Vergunningen met betrekking tot bomen
5
Vergunningen met betrekking tot bomen
5.1
Wel of geen vergunningsplicht met betrekking tot het kappen van bomen
De gemeente Valkenburg aan de Geul heeft de vergunningsplicht met betrekking tot het kappen van bomen vastgelegd in de Algemene Plaatselijke Verordening (APV). De Wet Algemene Bepalingen Omgevingsrecht (Wabo) bepaalt het volgende: Artikelen Wabo Artikel 2.2 lid 1 1. Voor zover ingevolge een bepaling in een provinciale of gemeentelijke verordening een vergunning of ontheffing is vereist om: Sub g houtopstand te vellen of te doen vellen, geldt een zodanige bepaling als een verbod om een project voor zover dat geheel of gedeeltelijk uit die activiteiten bestaat, uit te voeren zonder omgevingsvergunning.
Voor het (doen) vellen van een houtopstand is meestal een omgevingsvergunning vereist In principe geldt voor iedere boom een kapverbod. Artikel 4.5.2. van de APV beschrijft dat ervoor 5 situaties geen omgevingsvergunning bij de gemeente hoeft worden aangevraagd. Zie hoofdstuk 7, paragraaf 7.1 en bijlage 2. Wel kan het zo zijn dat voor deze uitzonderingen bij een andere instantie een vergunning of melding gedaan dient te worden (LASER), zie ook hoofdstuk 7, paragraaf 7,2 en bijlage 3. 5.2
Toetsingscriteria van de kapaanvraag
Het bevoegd gezag zal iedere ingediende aanvraag tot vellen van een houtopstand/boom toetsen naar aanleiding van de onderstaande beleidsstukken: Algemene Plaatselijke Verordening (APV) Groenstructuurplan: in deze visie is aangegeven welke groenstructuur bepalend is of wordt voor de gemeente Valkenburg aan de Geul. Bomenbeleidsplan. 5.3
Toetsing kapaanvraag
Na het indienen van een kapaanvraag toetst een deskundig groenmedewerker van de afdeling Gemeentewerken de beschreven situatie ter plaatse.
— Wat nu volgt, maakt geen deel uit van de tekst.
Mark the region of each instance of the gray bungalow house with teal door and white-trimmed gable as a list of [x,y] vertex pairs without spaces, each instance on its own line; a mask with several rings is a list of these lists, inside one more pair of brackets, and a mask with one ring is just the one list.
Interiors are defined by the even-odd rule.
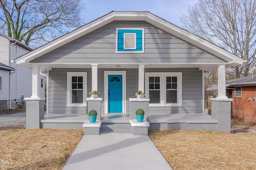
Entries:
[[[100,106],[100,131],[120,133],[130,131],[133,102],[141,102],[135,105],[145,109],[149,129],[230,131],[223,118],[225,109],[230,115],[225,68],[242,62],[150,12],[110,12],[15,59],[33,70],[27,128],[81,129],[88,111]],[[210,116],[204,114],[204,72],[212,70],[219,72],[219,96]],[[46,115],[40,72],[48,75]],[[100,94],[90,107],[92,90]],[[138,90],[145,99],[136,100]]]

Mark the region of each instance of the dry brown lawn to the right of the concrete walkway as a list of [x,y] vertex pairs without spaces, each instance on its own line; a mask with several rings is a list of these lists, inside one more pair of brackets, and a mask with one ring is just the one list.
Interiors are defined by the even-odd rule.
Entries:
[[255,170],[256,133],[150,131],[174,170]]

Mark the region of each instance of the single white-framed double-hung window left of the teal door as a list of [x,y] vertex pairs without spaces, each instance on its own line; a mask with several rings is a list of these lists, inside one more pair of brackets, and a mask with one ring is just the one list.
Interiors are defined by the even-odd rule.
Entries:
[[86,106],[87,96],[87,73],[68,72],[67,73],[67,106]]

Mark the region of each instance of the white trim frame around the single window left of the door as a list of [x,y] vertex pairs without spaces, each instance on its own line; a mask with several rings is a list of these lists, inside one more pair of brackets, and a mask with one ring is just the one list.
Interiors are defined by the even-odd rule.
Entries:
[[[71,104],[72,76],[83,76],[83,103]],[[87,72],[67,72],[67,107],[85,107],[87,106]]]

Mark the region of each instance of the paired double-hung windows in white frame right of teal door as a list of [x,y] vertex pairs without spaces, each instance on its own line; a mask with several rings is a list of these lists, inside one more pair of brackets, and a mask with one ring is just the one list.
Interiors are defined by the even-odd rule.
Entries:
[[146,72],[150,106],[182,106],[182,72]]

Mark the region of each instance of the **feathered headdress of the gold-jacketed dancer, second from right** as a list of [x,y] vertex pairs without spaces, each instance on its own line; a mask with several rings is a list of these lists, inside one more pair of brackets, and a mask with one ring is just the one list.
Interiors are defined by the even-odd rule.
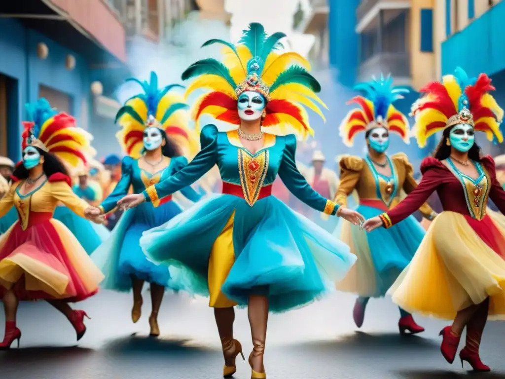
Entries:
[[402,93],[408,93],[407,88],[393,87],[393,78],[389,75],[380,80],[373,79],[360,83],[355,87],[364,96],[356,96],[347,104],[356,103],[360,108],[354,108],[340,123],[340,136],[346,146],[352,146],[356,134],[376,127],[384,127],[390,132],[397,133],[408,144],[409,120],[393,106],[393,102],[403,99]]

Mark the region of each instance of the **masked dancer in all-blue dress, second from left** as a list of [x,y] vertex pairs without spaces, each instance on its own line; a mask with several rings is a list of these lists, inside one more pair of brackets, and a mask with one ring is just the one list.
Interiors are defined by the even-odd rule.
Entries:
[[[121,179],[99,206],[101,214],[113,211],[116,202],[128,194],[131,185],[134,193],[139,194],[182,169],[187,159],[181,152],[191,155],[198,150],[198,142],[191,138],[191,131],[187,128],[187,104],[183,95],[174,91],[182,86],[174,84],[159,89],[154,72],[150,74],[150,82],[129,80],[139,83],[144,93],[129,99],[116,116],[122,126],[117,137],[127,156],[123,158]],[[190,186],[181,188],[181,193],[193,202],[201,197]],[[180,206],[170,197],[157,208],[144,204],[132,209],[123,214],[109,241],[92,256],[106,275],[103,288],[124,292],[133,289],[133,322],[137,322],[141,315],[144,282],[150,283],[151,336],[160,335],[158,311],[165,289],[170,287],[170,273],[166,266],[157,266],[146,259],[139,240],[144,230],[160,226],[180,212]]]

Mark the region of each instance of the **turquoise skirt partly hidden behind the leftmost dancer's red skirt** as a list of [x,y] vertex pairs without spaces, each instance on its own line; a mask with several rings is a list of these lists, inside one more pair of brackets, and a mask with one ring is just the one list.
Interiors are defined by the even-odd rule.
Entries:
[[88,255],[106,241],[111,234],[105,225],[95,224],[79,217],[64,206],[56,207],[53,217],[69,228]]

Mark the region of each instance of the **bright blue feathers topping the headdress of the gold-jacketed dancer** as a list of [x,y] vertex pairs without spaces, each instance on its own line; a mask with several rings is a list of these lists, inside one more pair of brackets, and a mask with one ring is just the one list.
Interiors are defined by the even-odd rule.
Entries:
[[363,96],[374,104],[375,117],[381,116],[386,118],[389,106],[396,100],[403,99],[402,93],[409,93],[409,89],[393,86],[393,78],[391,75],[369,82],[359,83],[355,86],[355,90],[362,92]]

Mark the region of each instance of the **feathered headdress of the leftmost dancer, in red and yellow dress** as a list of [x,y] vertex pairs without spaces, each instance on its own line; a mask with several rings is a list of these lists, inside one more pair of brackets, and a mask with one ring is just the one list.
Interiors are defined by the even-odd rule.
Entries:
[[51,108],[45,99],[26,104],[28,119],[24,126],[23,150],[35,146],[56,155],[71,167],[86,165],[96,153],[91,148],[91,134],[76,126],[72,116]]

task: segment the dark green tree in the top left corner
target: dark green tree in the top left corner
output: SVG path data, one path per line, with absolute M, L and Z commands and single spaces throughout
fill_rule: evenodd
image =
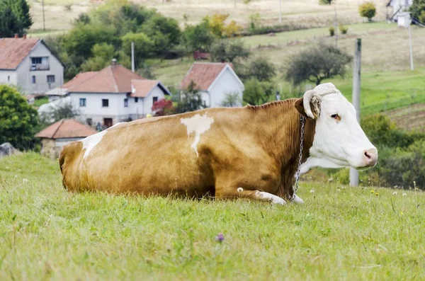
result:
M 26 33 L 33 19 L 26 0 L 0 0 L 0 38 Z

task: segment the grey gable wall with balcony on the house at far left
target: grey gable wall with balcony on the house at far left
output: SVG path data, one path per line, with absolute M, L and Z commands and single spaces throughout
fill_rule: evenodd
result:
M 30 70 L 31 57 L 49 57 L 49 70 Z M 17 84 L 26 93 L 45 93 L 64 84 L 64 67 L 41 42 L 23 59 L 16 72 Z M 48 84 L 47 75 L 55 75 L 55 83 Z M 32 76 L 35 76 L 35 84 L 32 83 Z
Daarbij gaat hij ook na of de redenen, die hebben geleid tot de kapaanvraag, op een andere manier kunnen worden verholpen. Kan bijvoorbeeld het snoeien van de boom uitkomst bieden of is verplanten van de boom een acceptabel alternatief? Pas als de redenen tot kap acceptabel zijn, snoei geen oplossing biedt en verplanten niet mogelijk of zinvol is, kan een omgevingsvergunning afgegeven worden. Het bevoegd gezag kan de omgevingsvergunning slechts weigeren als de handhaving van natuur- en ecologische waarden, landschappelijke waarden, cultuurhistorische waarden, dorps- en/of stadsschoon of om waarden voor recreatie en leefbaarheid in het geding is.
15
Vergunningen met betrekking tot bomen
Onder de hierbovengenoemde criteria vallen eveneens navolgende voorbeelden: esthetische waarde van geknotte populieren of wilgen; de belevingswaarde van houtopstand vanuit natuurwetenschappelijk; cultuurhistorisch of planologisch oogpunt of wegens ouderdom of situering; de nestel- of schuilgelegenheid van bepaalde diersoorten; waardplant, bufferfunctie, dendrologische functie, verkeersgeleiding, enz. Op grond van de beschreven en toegelichte criteria kan een omgevingsvergunning worden geweigerd, ondanks redenen van bladoverlast, vrees voor schade door vallende (dode) takken of overlast door ongedierte. 5.4
Het verlenen of weigeren van de omgevingsvergunning voor het (doen) vellen van een houtopstand.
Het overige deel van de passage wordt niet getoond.